O ministro das Relações Exteriores sérvio, Vuk Jeremic, aguarda decisão do CIJ em Haia. Foto: Reuters

O ministro das Relações Exteriores sérvio, Vuk Jeremic, aguarda decisão do CIJ em Haia
Foto: Reuters

O ministro sérvio das Relações Exteriores, Vuk Jeremic, assegurou nesta quinta-feira que seu país jamais reconhecerá a autoproclamada independencia de Kosovo, depois que a Corte Internacional de Justiça (CIJ) ditar que essa decisão não violou o direito internacional.

"Jamais reconheceremos a proclamação unilateral de independência de Kosovo", declaruo Jeremic à imprensa na porta da CIJ em Haia, acrescentando que a Sérgia tinha "dias difíceis" pela frente e lançou um pedido de calma.

A declaração de independência de Kosovo não violou o direito internacional geral, decidiu nesta quinta-feira a Corte Internacional de Justiça (CIJ).

"A declaração de 17 de fevereiro de 2008 não violou o direito internacional geral", afirmou o presidente da CIJ, Hisashi Owada, em uma resolução não vinculante do tribunal com sede em Haia solicitada pela Assembleia Geral da ONU.

Em declarações anteriores à leitura da decisão, o ministro sérvio das Relações Exteriores, Vuk Jeremic, havia advertido que todas as fronteiras do mundo correriam perigo caso a CIJ desse seu apoio à secessão de Kosovo, em alusão a outras regiões que poderão seguir seus passos e proclamar sua independência.

Sessenta e nove países, incluindo os Estados Unidos e 22 dos 27 membros da União Europeia, reconheceram a independência de Kosovo, que conta com 2 milhões de habitantes, dos quais 90% são albaneses.

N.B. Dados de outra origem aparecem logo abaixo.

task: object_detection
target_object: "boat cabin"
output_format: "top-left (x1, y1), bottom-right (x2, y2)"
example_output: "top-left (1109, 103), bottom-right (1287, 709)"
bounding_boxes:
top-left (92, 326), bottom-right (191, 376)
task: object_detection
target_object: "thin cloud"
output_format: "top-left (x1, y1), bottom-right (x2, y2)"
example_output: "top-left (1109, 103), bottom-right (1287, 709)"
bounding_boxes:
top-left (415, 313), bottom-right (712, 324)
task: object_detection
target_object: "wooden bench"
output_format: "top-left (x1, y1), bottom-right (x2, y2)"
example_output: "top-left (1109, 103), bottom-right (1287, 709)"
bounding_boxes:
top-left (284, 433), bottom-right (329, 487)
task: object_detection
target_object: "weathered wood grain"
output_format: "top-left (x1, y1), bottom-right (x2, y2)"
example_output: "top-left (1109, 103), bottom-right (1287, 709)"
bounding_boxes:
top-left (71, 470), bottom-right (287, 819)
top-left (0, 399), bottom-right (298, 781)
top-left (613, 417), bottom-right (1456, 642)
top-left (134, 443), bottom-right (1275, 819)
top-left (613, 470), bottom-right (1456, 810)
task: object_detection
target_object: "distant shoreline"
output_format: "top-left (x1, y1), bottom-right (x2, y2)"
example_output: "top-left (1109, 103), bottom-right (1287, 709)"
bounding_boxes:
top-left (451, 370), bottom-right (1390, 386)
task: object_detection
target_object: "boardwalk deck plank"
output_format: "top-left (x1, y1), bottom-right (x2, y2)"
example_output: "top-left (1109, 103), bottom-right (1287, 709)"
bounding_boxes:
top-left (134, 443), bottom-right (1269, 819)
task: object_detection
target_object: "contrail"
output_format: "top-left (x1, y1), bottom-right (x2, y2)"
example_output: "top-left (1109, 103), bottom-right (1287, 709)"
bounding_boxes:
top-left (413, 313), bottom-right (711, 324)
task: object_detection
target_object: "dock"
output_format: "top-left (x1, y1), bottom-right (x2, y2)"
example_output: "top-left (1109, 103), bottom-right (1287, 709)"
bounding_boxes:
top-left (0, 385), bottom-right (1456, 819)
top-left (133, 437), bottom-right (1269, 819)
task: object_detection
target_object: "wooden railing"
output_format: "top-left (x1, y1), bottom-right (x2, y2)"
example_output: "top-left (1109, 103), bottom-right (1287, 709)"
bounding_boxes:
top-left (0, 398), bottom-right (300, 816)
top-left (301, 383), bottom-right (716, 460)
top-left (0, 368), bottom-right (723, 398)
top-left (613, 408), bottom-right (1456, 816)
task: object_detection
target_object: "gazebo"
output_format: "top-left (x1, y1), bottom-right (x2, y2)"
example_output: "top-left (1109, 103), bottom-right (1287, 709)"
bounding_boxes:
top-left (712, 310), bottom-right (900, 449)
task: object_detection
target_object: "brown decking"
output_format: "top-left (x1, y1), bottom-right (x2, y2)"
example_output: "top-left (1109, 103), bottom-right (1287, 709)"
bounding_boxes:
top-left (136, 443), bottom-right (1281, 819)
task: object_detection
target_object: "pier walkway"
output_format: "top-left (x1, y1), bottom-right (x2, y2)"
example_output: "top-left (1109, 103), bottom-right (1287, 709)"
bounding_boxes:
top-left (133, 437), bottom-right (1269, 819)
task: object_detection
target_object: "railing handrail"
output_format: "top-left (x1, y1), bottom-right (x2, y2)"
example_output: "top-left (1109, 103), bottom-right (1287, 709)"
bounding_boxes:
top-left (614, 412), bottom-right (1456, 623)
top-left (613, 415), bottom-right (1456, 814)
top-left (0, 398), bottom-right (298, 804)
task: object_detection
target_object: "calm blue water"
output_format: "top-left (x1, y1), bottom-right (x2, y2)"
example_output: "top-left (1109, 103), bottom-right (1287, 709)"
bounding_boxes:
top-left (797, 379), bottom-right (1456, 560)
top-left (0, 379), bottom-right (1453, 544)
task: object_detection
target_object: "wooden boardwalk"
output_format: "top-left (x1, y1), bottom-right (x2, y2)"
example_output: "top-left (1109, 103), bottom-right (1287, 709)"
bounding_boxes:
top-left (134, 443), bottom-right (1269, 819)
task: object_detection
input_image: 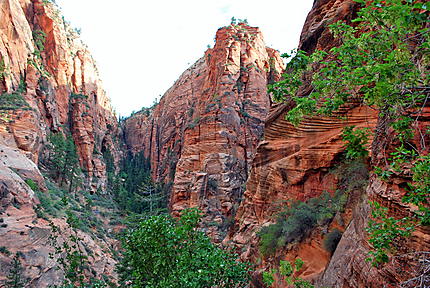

Somente a Espanha não reconheceu.

A Sérvia não reconhece a declaração unilateral de independência de Kosovo e a considera uma província sua. Belgrado esperava uma decisão favorável, que permitirá que inicie novas negociações sobre o estatuto de Kosovo.

O governo kosovar aguardava, por sua vez, que a CIJ apoiasse sua declaração de independência, proclamada em 17 de fevereiro de 2008, para facilitar o acesso aos países e às organizações internacionais que ainda não reconheceram.

Em 8 de outubro de 2008, Sérvia conseguiu que a Assembleia Geral das Nações Unias recorresse à CIJ para que decidir se a independência de Kosovo era legal.

De 1º a 11 de dezembro de 2009, a Sérvia, Kosovo e 29 estados, entre eles Estados Unidos e Rússia, participaram em uma audiência oral em Haia.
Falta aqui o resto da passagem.